Зотов остановился на краю дороги, по обе стороны которой высились заводские цеха, а мне показал на боковую тропку в снегу. Я еще оглянулся на него в нерешительности, и он, улыбнувшись, легонько подтолкнул меня рукой. И я побрел по этой тропке, проложенной среди белых сугробов. Вдруг вспомнил давнее московское утро, когда увидел такой же свежий снег и когда почудилось мне: если ступит на него человек с недобрыми мыслями, они тут же и отпечатаются, оплывут чернотой в следках, – подлецам нельзя ходить по такому снегу… Не зря и дорога меж цехами даже сейчас затоптана темно: не ангелы здесь живут.
Хорошо, что пошел по тропе.
Цех был тоже кирпичным – желтоватый, силикатный кирпич, нынешний. В окна виднелись ряды станков, рядом – никого. Наверно, отсюда и прошла нам навстречу колонна – перерыв, двенадцать часов. И только сообразив это, я заторопился, ботинки оскальзывались на неровной тропе. И так, размахивая руками, выскочил за угол, успел увидеть широкое белое поле, за ним длинные здания без окон – складские, должно быть. На дальнем краю поля копошились две синих фигурки. Я вгляделся: Саши там не было, маленькие уж очень ребята. И вдруг услышал сбоку удивленный возглас:
– Владимир Сергеич! – нет, не просто удивленный: звуки последние как бы сломались, и в этом изломе была еще настороженность и испуг, пожалуй. Не было только радости. Я обернулся: Саша стоял совсем рядом, опершись о рукоять фанерной, дворницкой лопаты. Лицо у него было худое, красное, а брови, черные, широкие, изломаны напряженным углом. Я молчал растерянно, а он снял шапку, сказал:
– Здравствуйте, – и побледнел, глаза его, огромные, еще больше расширились. – Как… вы здесь?.. Что-нибудь с папой?
Волосы острижены под нулевку, уши оттопыренные, нелепые. Я наконец пришел в себя.
– Что ты, Саша! Я сам по себе. У папы все нормально, я только сегодня с ним виделся… Да надень ты шапку! Холодно же!..
Он неловко насунул одной рукой ушанку на затылок и отвернулся, ссутулился, вдруг побрел прочь, раскачиваясь, не выпуская из другой руки скребок, а тот дребезжал плохо прибитой к нижнему краю жестянкой.
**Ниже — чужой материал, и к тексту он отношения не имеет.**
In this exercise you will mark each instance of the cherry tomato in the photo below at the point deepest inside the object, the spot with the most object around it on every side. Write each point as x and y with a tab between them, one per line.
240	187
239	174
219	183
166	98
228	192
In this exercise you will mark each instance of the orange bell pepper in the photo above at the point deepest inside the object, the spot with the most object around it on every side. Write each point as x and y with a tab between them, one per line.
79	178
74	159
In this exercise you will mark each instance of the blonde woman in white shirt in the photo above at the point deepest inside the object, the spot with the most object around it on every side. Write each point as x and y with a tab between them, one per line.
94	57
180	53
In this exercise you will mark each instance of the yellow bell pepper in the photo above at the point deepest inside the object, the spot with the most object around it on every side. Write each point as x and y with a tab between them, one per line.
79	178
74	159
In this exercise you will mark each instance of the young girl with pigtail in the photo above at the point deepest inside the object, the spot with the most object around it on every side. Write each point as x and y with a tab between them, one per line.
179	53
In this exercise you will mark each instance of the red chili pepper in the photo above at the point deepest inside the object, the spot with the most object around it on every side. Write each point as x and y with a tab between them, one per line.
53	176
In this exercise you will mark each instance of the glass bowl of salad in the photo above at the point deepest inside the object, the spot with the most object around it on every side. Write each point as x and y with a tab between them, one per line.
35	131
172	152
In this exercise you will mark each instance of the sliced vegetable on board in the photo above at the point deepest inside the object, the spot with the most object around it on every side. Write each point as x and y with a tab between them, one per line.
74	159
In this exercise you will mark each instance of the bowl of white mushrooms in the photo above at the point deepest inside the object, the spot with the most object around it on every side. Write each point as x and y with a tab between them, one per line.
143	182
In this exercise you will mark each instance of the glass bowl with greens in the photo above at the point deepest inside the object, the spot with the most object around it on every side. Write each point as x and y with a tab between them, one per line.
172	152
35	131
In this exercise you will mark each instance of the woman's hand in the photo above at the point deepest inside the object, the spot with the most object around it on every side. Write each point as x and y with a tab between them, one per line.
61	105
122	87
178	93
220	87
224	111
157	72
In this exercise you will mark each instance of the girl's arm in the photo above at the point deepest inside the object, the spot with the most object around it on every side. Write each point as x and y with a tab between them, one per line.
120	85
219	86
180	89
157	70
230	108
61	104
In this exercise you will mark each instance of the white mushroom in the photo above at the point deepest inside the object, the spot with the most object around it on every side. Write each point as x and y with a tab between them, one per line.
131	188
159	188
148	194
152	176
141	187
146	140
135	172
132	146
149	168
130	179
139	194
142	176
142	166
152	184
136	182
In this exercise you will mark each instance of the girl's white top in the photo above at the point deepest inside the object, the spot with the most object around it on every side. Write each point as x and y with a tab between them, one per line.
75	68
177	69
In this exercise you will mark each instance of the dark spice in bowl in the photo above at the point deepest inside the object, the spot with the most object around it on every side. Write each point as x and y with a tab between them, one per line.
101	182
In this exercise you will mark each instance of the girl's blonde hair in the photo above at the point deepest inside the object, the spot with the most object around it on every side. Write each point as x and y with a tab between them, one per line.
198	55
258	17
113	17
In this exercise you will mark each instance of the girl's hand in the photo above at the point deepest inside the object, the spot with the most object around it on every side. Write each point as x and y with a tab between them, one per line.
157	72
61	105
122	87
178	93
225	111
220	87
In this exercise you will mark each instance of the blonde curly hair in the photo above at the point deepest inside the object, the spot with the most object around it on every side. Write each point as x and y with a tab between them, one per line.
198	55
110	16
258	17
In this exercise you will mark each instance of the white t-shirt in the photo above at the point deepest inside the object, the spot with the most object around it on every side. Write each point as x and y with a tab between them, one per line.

Я увидел три бревнышка, аккуратно приваленные к стене цеха, и окликнул:
– Саша! Куда ты?.. Давай тут посидим, – и сел сам.
Не смотрел на него. Но слышал, как он остановился и пошел обратно. Тень его легла рядом с моею. – Садись, Саша… Как это ты узнал меня? Ведь и виделись всего раз да и летом…
Он молча опустился на бревна и все не выпускал из рук этот скребок. Пальцы у Саши были красные, а все равно на суставах и у ногтей можно было разглядеть отметинки машинного масла.
– Слушай, у тебя руки ну в точности – папины.
Очень похожи… Ты и на станке работаешь?
– Начал учиться, – и замолчал. Сидел, отвернувшись от меня, и я не видел его лица, только матерчатое, опущенное ухо шапки. Тогда я рассказал, почему приехал сюда, как читал его дело и что по этому поводу думаю.
Он резко повернулся ко мне, спросил:
– Вы верите, что не нарочно?.. ну, что не хотел я – этого?
Вопрос такой я ждал. Два дня назад, узнав как-то, что я в городе и был в суде, знакомился с делом Ронкина, бывшие одноклассники Саши, из его старой школы, принесли мне письмо. Я захватил его с собой.
– Верю. И не только я. Вот, – достал из кармана, протянул ему письмо.
Он читал.
«Дорогой товарищ корреспондент!
Мы, бывшие одноклассники Саши Ронкина, узнали, что вы интересуетесь случившимся с ним, и решили написать вам. Писать об этом даже страшно. Он убил человека, такого же мальчика. Вы это знаете.
Никто из нас не видел, как все произошло. Но мы были на суде от его начала и до конца. Мы услышали о том, что было, от прокурора, адвоката, судьи. Они выступали по-разному. Наверно, так должно быть. Но мы-то не смогли понять точно, кто и в чем виноват.
Зато лучше всех мы знаем, какой был Саша Ронкин до этого случая.
А случилось все 14 января, на четвертый день, как пришел Саша в новую школу. Всего четыре дня он проучился без нас. Был бы он с нами, и ничего бы не произошло.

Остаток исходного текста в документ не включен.